As farmácias brasileiras têm adotado uma prática controversa nos últimos anos: ao realizar uma compra, os consumidores são solicitados a fornecer seu CPF sob a condição de obter descontos significativos nos preços dos produtos. Essa prática, comum na maioria dos estabelecimentos farmacêuticos, chamou a atenção dos consumidores e das autoridades.

No entanto, essa prática abusiva não passou despercebida. Em Minas Gerais, a Drogaria Araujo S/A foi condenada a pagar uma multa de quase R$ 8 milhões por condicionar descontos ao fornecimento do CPF do consumidor no momento da compra, sem oferecer informações claras e adequadas sobre a abertura de cadastro do consumidor.
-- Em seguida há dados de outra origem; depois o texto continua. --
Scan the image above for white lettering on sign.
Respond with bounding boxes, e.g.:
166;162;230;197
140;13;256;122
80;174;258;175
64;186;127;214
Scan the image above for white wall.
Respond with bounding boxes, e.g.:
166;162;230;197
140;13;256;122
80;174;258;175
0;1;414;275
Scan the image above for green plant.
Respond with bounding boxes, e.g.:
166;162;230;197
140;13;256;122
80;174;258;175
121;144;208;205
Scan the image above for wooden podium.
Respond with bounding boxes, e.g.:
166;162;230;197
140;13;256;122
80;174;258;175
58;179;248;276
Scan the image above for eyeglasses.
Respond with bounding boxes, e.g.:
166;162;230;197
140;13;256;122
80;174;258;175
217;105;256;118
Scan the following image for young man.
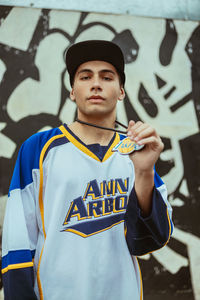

Essa decisão foi tomada pelo Procon-MG, órgão integrante do Ministério Público de Minas Gerais (MP-MG), após investigação dos fatos e recusa da empresa em corrigir sua conduta.

De acordo com o órgão, essa prática viola o direito do consumidor à informação clara e adequada sobre o serviço oferecido e os riscos à segurança de dados, especialmente ao capturar informações pessoais sem o consentimento prévio.

Além disso, conforme o Código de Defesa do Consumidor, a abertura de cadastro, ficha, registro e dados pessoais e de consumo deve ser comunicada por escrito ao consumidor, quando não solicitada por ele.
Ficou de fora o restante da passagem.